Governor Rick Snyder of Michigan
As we approach April, which is Autism Awareness Month, I have been reflecting on the state of autism in Michigan.
We are on our way to improved care and outcomes for persons with autism and their families. In the past year, we have seen the passage of autism insurance legislation, the creation of a new Autism Council, adoption and release of the MI Autism State Plan, and we are racing toward implementation of a Medicaid benefit that will cover early, evidence-based treatment for young children. I am proud of these accomplishments, but our work has just begun.
I continue to be concerned about many areas that families with autism are facing. The first is access to treatment. We are experiencing a shortage of qualified professionals who have proper training and qualifications to diagnose and treat this complex disorder. However, progress is being made as more specialists come back to our state and graduate from our exceptional universities.
Second, we need more teachers trained to work with children on the spectrum. With proper interventions now covered by insurance, children will have their best shot at entering regular education in the earliest elementary years.

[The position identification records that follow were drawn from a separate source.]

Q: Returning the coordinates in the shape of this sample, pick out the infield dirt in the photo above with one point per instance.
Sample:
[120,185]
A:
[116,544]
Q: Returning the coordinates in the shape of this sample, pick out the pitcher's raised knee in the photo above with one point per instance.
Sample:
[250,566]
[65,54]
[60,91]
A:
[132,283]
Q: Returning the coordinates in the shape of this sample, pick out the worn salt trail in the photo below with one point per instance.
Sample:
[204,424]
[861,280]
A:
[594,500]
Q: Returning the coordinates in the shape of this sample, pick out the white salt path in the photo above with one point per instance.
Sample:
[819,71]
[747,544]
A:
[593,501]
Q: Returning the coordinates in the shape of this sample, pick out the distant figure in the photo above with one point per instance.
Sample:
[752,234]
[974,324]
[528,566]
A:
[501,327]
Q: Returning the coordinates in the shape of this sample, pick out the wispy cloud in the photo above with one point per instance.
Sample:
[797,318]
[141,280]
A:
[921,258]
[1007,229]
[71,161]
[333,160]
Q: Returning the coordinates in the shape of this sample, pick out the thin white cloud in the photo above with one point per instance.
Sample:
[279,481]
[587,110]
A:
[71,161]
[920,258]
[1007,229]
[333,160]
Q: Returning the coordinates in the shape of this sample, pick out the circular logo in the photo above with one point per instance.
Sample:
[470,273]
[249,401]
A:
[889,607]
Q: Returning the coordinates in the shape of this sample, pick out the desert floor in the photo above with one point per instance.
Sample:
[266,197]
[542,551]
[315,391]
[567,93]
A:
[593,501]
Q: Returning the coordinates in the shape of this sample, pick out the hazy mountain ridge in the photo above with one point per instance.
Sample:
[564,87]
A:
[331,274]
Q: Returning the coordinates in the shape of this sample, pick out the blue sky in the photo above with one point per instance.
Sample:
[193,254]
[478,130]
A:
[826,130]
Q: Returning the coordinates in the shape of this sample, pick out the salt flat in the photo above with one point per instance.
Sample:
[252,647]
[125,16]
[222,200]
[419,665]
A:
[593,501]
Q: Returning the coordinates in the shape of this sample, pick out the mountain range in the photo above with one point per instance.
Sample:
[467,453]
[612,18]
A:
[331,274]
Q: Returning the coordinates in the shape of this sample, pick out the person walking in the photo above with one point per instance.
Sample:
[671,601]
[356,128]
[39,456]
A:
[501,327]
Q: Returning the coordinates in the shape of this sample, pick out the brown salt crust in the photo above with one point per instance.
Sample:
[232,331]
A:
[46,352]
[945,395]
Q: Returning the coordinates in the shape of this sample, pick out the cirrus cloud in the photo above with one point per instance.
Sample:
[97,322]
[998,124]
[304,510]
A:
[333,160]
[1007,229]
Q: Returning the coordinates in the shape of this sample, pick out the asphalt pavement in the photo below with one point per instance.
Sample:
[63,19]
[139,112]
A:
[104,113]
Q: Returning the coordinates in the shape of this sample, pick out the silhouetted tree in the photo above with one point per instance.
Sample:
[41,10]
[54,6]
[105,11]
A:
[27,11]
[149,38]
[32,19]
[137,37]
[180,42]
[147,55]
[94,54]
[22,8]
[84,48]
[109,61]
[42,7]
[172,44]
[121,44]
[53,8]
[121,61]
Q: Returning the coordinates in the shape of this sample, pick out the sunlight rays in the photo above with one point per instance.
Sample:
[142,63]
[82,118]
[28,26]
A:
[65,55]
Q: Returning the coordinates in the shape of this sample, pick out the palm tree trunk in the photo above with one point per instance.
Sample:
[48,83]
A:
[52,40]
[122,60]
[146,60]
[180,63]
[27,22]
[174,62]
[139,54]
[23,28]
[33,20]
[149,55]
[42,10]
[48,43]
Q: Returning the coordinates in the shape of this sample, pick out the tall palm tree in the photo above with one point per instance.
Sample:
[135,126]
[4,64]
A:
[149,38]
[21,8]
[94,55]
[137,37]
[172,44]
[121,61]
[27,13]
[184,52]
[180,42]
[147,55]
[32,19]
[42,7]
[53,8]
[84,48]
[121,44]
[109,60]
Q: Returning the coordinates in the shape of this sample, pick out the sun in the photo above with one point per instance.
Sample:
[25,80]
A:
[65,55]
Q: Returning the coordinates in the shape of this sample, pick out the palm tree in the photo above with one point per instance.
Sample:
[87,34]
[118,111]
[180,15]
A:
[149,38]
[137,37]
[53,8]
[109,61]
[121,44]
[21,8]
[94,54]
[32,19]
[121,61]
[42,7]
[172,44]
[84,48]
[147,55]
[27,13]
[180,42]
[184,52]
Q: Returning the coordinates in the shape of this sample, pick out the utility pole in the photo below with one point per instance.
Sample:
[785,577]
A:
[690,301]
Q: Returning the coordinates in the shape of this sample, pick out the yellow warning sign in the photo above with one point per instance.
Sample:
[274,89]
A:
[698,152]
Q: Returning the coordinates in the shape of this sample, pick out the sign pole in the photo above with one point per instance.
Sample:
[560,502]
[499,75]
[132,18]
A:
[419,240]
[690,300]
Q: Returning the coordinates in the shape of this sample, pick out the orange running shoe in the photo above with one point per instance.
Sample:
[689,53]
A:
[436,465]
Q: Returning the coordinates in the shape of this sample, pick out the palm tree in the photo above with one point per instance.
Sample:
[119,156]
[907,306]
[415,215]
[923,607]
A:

However, without trained teachers who can support these children in regular education classrooms, the struggles around socialization and behavior will preclude an academic experience where children are truly integrated into their classrooms, community and, eventually, the work force.
We must continue the work beyond early therapies; mainstreaming children with autism into our classrooms and community requires vigilant training and understanding of the disorder. We can do this. I have high hopes our universities will step up to this challenge of educating our teachers to work more effectively with this population.
We also need to focus on adult services like unemployment and housing. I am seeing some early momentum in this area and my hope is that more opportunities for competitive employment and safe, high-quality residential options become available for the lowest to highest functioning persons with autism.
Unfortunately, many in our community continue to view persons with autism as incapable of performing in the jobs available to the rest of the population. Studies now show that persons with autism are some of the best employees.
The "hidden" skills and talents of persons with autism have yet to be recognized by employers and we are missing the boat on the potential benefits of a work force integrated with persons on the spectrum. I would like to see Michigan lead the nation in creating the best community models for adult services.
Coordinated, multisystem, multidisciplinary, multiregional initiatives will be required to produce the outcomes necessary to improve the quality of life for this unique, talented subgroup of our community. We now have a MI Autism State Plan that provides the roadmap for our work. Learn more about the plan by visiting michigan.gov/autism.
I encourage all citizens to embrace this plan, participate in the committees which will implement these much awaited initiatives and, together, create a new landscape for autism in Michigan.